Large Fluctuations in Amplifying Graphs

TL;DR

This paper investigates chaotic diffusion with amplification on graphs, identifying conditions for fat-tailed invariant measures and linking non-Gaussian statistics to generalized Lyapunov exponents, with insights into large graph behavior.

Contribution

It introduces a model for chaotic diffusion with amplification on graphs, analyzing invariant measures and their fat tails, and draws an analogy with directed polymers for physical interpretation.

Findings

Conditions for fat-tailed invariant measures are established.

Connection between non-Gaussian statistics and generalized Lyapunov exponents is demonstrated.
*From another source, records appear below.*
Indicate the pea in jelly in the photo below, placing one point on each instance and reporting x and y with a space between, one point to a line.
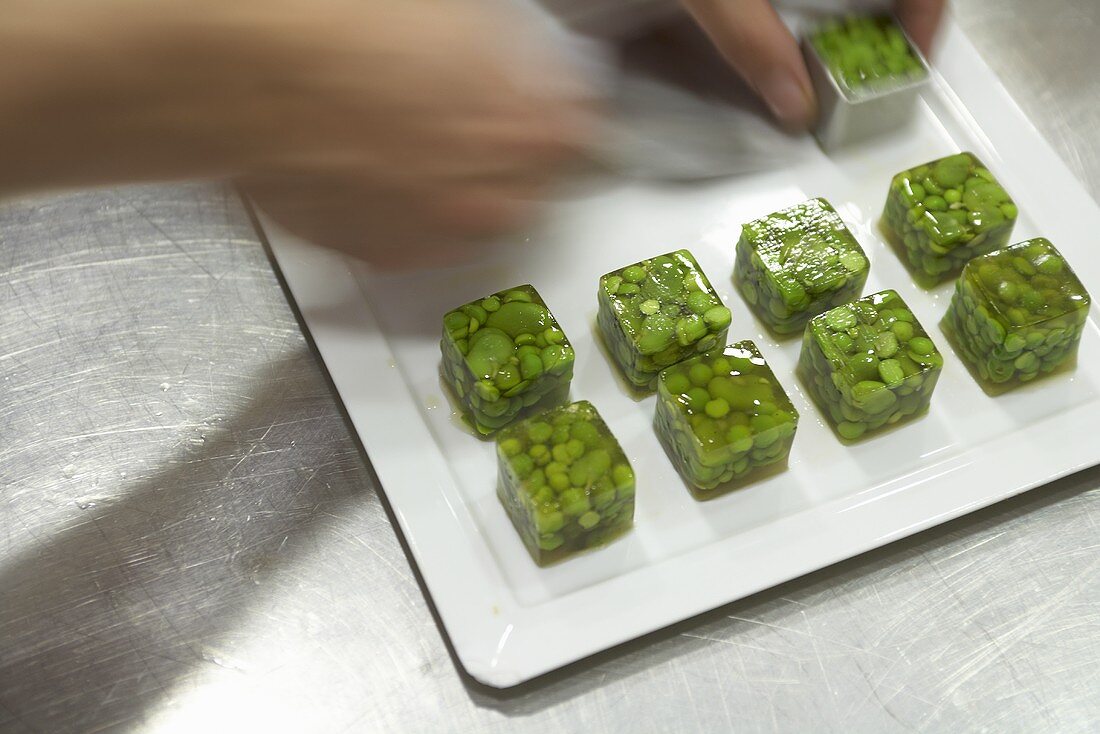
869 364
796 263
657 313
941 215
724 418
1016 314
564 482
505 355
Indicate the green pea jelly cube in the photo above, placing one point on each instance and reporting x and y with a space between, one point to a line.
1016 314
796 263
658 313
869 364
867 53
941 215
505 355
724 418
564 482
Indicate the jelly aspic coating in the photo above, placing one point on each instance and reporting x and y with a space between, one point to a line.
941 215
657 313
869 364
867 53
724 418
1016 314
796 263
505 355
564 482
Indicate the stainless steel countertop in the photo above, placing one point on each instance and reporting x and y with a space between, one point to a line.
193 538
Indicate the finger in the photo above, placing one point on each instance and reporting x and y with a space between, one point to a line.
754 40
921 19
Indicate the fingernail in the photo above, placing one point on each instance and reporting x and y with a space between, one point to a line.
787 99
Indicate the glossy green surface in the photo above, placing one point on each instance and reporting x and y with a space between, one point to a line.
564 482
724 416
796 263
658 313
504 355
941 215
867 53
1016 314
869 364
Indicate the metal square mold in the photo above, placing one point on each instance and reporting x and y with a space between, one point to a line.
847 116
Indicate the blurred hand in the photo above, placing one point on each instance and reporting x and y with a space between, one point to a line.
394 131
754 40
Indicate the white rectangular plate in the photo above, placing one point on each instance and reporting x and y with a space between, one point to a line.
510 621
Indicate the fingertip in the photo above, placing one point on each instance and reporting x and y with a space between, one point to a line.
791 102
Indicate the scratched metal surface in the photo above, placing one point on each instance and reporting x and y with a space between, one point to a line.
189 536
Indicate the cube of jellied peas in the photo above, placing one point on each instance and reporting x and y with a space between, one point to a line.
657 313
725 418
867 53
564 482
1016 314
868 364
941 215
503 354
796 263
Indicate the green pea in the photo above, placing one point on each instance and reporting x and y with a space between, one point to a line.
700 374
716 408
935 203
717 318
739 438
902 330
690 329
697 400
922 346
559 481
700 302
523 464
517 317
530 367
574 502
850 430
891 372
840 319
864 367
886 346
589 519
677 383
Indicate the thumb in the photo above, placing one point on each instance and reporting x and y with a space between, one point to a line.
750 35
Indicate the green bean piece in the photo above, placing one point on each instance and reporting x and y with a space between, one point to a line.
869 364
505 357
936 233
564 482
724 419
1016 314
796 263
867 53
668 314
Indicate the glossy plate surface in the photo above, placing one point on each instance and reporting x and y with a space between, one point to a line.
510 621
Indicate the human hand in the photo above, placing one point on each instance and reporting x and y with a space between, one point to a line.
754 40
395 131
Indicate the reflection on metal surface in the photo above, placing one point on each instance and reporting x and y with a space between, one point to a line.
189 538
Results on large graphs are reported.

Abstract

We consider a model for chaotic diffusion with amplification on graphs associated with piecewise-linear maps of the interval [S. Lepri, Chaos Solitons & Fractals, 139,110003 (2020)]. We determine the conditions for having fat-tailed invariant measures by considering approximate solution of the Perron-Frobenius equation for generic graphs. An analogy with the statistical mechanics of a directed polymer is presented that allows for a physically appealing interpretation of the statistical regimes. The connection between non-Gaussian statistics and the generalized Lyapunov exponents $L(q)$ is illustrated. Finally, some results concerning large graphs are reported.